その結果として、トイレに携帯電話を持ち込む羽目になっている…ということらしい。片時も離れていられないのだ。

ところで、携帯電話と等しく持ち込み率が高い本や雑誌にも、ちょっとしたギモンが。よく「トイレで読書するとはかどる」という人がいるけど…実際どうなの?

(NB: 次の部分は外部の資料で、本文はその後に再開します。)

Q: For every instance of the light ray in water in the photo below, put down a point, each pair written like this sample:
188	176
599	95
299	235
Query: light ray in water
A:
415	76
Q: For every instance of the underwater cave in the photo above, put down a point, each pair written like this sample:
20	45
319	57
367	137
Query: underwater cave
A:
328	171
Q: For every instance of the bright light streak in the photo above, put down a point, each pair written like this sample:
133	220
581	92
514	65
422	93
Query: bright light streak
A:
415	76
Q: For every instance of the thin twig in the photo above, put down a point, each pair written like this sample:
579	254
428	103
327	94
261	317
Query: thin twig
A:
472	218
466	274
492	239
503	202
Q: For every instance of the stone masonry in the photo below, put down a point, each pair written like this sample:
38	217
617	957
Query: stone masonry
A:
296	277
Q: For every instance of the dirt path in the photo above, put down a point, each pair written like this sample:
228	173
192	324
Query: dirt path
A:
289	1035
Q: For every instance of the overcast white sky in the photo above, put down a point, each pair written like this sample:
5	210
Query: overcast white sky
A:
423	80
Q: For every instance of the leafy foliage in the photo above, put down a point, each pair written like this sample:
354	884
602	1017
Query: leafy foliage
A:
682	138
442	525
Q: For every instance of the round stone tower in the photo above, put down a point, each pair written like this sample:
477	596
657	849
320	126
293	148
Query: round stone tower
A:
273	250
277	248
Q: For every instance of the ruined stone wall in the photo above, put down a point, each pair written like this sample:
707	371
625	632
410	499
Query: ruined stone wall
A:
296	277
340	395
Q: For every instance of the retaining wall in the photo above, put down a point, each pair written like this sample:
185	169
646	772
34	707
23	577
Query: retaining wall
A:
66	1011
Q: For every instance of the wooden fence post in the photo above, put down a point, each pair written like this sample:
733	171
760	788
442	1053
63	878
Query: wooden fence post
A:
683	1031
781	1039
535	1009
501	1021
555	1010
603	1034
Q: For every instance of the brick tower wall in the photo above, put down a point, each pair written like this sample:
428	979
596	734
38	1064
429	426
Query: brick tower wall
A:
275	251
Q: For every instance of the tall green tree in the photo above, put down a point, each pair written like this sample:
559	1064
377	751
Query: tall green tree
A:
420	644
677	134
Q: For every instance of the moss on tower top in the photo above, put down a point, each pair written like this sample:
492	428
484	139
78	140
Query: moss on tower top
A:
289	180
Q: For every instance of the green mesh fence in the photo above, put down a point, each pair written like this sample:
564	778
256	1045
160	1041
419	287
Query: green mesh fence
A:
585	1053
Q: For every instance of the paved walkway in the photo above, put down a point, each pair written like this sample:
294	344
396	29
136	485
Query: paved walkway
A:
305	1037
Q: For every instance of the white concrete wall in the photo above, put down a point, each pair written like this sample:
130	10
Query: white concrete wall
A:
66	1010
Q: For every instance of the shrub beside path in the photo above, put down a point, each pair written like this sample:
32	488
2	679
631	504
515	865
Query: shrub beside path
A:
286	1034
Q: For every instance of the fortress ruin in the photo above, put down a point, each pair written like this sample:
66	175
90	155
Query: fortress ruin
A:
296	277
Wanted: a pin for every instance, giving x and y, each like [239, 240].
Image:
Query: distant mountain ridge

「トイレは完全な個室なので、視覚刺激や聴覚刺激について比較的安定しており、妨害される要因が少ない場所。用が済むまでそこに居なくてはなりませんから、たとえ他の用事を思いついても、すぐに実行に移すことができません。このような状況だと、ふとした刺激に対する反応が消去され、気が散ることも減ってきます。集中して読書するには、トイレは最適かと」(同)

トイレと読書は、本当に相性がイイとのこと。さらに「他者から見られず、プライバシーを確保できる」という利点もあるトイレは、読書以外の“集中を必要とする作業”にも適しているのだとか。トイレに持ち込むべきモノは、意外と仕事道具だったりして。